Chandrayaan finds water on the moon; lunar colonies on the horizon?

Chandrayaan finds water on the moon; lunar colonies on the horizon?
It seems like the first few lines of a campy science-fiction film: Upon finding traces of water on the moon, mankind set up habitable lunar colonies within a few decades. This scenario, though, is actually being discussed right now by some of the top scientists in the world right now, after Chandrayaan-I – India’s maiden lunar probe – reportedly found large quantities of water on the surface of Earth’s only natural satellite.
 
Data from Chandrayaan-I also suggests that water is still being formed on the Moon. Scientists said the breakthrough – to be announced by NASA soon – would change the face of lunar exploration, reports Times Online.
 
“Water is very important, ultimately in the long run if the human kind has to go and habitate the moon, one of the important requirements is that you should have adequate water for survival,” Dr Kasturirangan, former Chairman of ISRO, told IBNLive.
 
Finding water was one of the primary objectives of the Indian Space Research Organisation’s (ISRO) mission, for which NASA had equipped its Moon Mineralogy Mapper (M3) on board the probe.
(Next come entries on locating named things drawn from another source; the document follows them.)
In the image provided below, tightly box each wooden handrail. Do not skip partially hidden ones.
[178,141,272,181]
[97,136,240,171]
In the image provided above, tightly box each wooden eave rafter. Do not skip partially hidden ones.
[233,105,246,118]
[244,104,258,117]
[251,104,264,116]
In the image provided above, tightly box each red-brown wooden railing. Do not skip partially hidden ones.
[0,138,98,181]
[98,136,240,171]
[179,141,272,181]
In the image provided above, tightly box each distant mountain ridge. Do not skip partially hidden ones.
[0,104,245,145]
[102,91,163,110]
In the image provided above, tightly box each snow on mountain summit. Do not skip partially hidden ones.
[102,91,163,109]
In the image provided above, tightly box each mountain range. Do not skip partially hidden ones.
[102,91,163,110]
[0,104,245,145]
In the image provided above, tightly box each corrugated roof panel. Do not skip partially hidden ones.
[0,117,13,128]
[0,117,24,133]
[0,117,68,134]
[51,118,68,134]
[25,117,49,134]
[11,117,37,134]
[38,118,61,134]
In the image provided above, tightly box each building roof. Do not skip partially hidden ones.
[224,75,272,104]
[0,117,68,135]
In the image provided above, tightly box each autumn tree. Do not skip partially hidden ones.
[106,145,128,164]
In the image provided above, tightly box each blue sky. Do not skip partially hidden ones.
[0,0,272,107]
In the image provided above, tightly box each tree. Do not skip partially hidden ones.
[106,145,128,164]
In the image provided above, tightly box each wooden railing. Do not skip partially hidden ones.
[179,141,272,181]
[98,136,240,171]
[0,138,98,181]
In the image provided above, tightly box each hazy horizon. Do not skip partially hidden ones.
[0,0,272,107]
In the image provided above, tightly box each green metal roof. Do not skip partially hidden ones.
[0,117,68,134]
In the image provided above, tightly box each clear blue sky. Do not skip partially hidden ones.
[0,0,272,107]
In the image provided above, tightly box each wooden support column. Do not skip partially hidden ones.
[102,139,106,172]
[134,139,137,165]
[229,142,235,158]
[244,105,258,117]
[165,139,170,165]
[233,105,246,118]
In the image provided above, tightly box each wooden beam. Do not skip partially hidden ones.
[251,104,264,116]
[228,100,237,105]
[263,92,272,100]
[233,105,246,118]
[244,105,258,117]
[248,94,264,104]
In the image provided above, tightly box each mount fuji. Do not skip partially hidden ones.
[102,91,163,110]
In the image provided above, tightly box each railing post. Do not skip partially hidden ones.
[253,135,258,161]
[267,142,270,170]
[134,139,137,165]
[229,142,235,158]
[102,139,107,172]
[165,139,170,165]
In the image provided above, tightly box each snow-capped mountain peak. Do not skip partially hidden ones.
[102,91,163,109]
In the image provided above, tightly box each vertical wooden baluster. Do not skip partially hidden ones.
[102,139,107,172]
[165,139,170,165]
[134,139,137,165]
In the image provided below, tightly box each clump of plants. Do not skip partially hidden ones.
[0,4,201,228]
The M3 searched for water by picking up the electromagnetic radiation emitted by minerals, detecting wavelengths of light reflected off the surface that indicated the chemical bond between hydrogen and oxygen — the telltale sign of either water or hydroxyl. It also made the unexpected discovery that water may still be forming on the surface of the Moon.
 
Space.com explains that because M3 can only penetrate the top few millimeters of lunar regolith, the newly observed water seems to be at or near the lunar surface. M3’s observations also showed that the water signal got stronger toward the polar regions. 
 
Planetary geologist Carle Pieters, the lead investigator for the M3 instrument on Chandrayaan-1 and the author of one of the studies published in the journal Science today, had this to say: “If the water molecules are as mobile as we think they are – even a fraction of them – they provide a mechanism for getting water to those permanently shadowed craters. This opens a whole new avenue [of lunar research], but we have to understand the physics of it to utilise it.”
 
“In case water is there, it supports life forms. In addition, (it) can be dissociated using solar energy and can become rocket fuel to travel from moon to other planets. So there is plenty of opportunity if we can find water on the surface of moon,” said ISRO Chairman G Madhavan Nair.